Artículo de ESTHER PEÑAS en ETHIC (11.02.2019)
Gentrificación. La palabra (incómoda, larga, poco estética y nada eufónica) ya es de uso común. Dícese del proceso por el cual la población original de un barrio, por lo general céntrico y popular, es progresivamente desplazada por otra de un nivel adquisitivo mayor. En el proceso se produce una previa desinversión y deterioro económico seguido de una revitalización y modernización de la zona.
Esta práctica, que acentúa las desigualdades sociales, es poliédrica. Uno de los ángulos desde el que puede analizarse es el alimentario. Fuhem Ecosocial, entidad independiente dedicada a la reflexión crítica e interdisciplinar de los retos de la sostenibilidad, cohesión social y democracia, acaba de publicar el informe Gentrificación, privilegios e injusticia alimentaria. Con él denuncia que numerosos barrios de todas las ciudades del mundo se están convirtiendo en «escaparates alimentarios artificiales».

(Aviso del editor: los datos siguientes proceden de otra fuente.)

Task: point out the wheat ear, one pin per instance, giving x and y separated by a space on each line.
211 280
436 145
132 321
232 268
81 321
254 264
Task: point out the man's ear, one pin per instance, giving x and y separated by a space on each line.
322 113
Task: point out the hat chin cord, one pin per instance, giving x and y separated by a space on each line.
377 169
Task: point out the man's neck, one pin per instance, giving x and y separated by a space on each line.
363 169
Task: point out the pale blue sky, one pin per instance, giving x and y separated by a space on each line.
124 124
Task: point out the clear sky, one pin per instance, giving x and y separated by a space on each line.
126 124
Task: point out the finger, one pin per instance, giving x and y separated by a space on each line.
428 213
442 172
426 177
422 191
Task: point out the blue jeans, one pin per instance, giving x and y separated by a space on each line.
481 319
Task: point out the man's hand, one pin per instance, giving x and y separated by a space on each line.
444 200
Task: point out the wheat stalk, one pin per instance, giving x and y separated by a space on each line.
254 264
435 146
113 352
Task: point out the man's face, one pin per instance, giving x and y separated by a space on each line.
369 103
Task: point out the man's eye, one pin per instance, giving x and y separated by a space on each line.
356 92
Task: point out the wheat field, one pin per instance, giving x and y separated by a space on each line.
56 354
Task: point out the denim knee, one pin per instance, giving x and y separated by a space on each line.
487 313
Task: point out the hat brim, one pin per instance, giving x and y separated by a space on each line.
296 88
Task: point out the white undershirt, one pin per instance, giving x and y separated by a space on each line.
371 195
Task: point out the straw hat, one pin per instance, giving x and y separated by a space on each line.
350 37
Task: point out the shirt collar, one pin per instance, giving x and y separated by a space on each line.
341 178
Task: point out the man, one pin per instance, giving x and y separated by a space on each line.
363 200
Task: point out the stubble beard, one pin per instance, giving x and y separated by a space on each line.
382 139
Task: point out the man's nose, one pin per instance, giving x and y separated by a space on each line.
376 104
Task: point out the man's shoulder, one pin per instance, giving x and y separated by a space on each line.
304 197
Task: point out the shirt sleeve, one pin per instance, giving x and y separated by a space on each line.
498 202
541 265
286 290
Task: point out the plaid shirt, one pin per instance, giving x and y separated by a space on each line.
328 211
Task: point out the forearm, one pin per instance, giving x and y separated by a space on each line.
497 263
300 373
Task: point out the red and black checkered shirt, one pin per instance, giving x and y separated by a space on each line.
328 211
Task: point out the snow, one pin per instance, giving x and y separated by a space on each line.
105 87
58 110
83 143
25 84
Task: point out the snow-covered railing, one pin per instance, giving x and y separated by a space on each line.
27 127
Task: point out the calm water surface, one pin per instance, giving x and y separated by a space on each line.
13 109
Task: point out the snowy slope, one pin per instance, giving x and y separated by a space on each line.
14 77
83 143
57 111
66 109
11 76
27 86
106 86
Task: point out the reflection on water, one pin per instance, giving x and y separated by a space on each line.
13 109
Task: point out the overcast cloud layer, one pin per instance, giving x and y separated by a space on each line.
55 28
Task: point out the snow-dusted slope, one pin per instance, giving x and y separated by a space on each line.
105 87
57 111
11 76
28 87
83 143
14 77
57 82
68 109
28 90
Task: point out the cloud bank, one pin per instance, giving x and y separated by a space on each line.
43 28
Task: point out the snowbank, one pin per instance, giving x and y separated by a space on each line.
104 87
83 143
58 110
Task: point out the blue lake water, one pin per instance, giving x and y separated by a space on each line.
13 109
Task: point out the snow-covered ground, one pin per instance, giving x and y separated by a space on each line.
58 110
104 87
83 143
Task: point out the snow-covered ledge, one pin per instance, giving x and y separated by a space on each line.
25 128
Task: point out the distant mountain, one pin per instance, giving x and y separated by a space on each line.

Un ejemplo. La Barceloneta. Históricamente, los vecinos en este barrio portuario vivían de la pesca y habitaban edificios modestos; después de décadas de vigorizar y robustecer la zona, este barrio se ha convertido en uno de los principales focos turísticos de la ciudad, con viviendas de lujo y una primera línea de mar reconvertida. La cocina tradicional ha sido desplazada por marisquerías al aire libre y bares de tapas que obtienen sus materias primas de puertos ajenos. «Han secuestrado el paisaje alimenticio», asegura el informe.
El concepto de ‘gentrificación alimentaria’ se utilizó por vez primera en 2014, en un tuit de la bloguera feminista negra Mikki Kendall: «Cuando hablamos de #gentrificaciónalimentaria estamos hablando de las consecuencias que tiene el hecho de que la comida característica de comunidades pobres se ponga de moda». Es decir, la gentrificación alimentaria provoca que comida de la que se abastecen los obreros (o, si resulta demasiado obsoleto el término, léase clase media) se reoriente a colectivos aburguesados, con alto poder adquisitivo. Eso modifica los hábitos alimenticios e incide en la salud de muchos ciudadanos.
Los mercados de abastos
Uno de los capítulos del informe de Fuhem se dedica a una práctica que a nadie que viva en una gran ciudad le ha pasado inadvertida: la gourmetización de los mercados de abastos. En su mayoría, los mercados de abastos se construyeron entre la segunda mitad del siglo XIX y principios del XX, contado con la participación del Estado en su organización y regulación. Cumplían una función de espacio público, destinado a la compra de productos básicos a precios asequibles.
A partir de los años setenta, los mercados de abastos entran en un declive que les confiere una actividad fantasmagórica: edificios anticuados, galerías vacías, puestos cerrados, cierres maltrechos… Piensen en el madrileño Mercado San Miguel, forjado en hierro y abierto en 1916. En pleno centro de la capital. Hoy las guías turísticas lo califican de «meca de los sibaritas». Abre hasta las dos de la mañana, y cualquier parecido con lo que debe de ser un mercado es casi casualidad. Lo que abundan son los puestos de degustación y de comida preparada. El género fresco se vende a precios astronómicos. Lo mismo sucede con el Mercado de San Antón y tantos otros distribuidos por toda la geografía.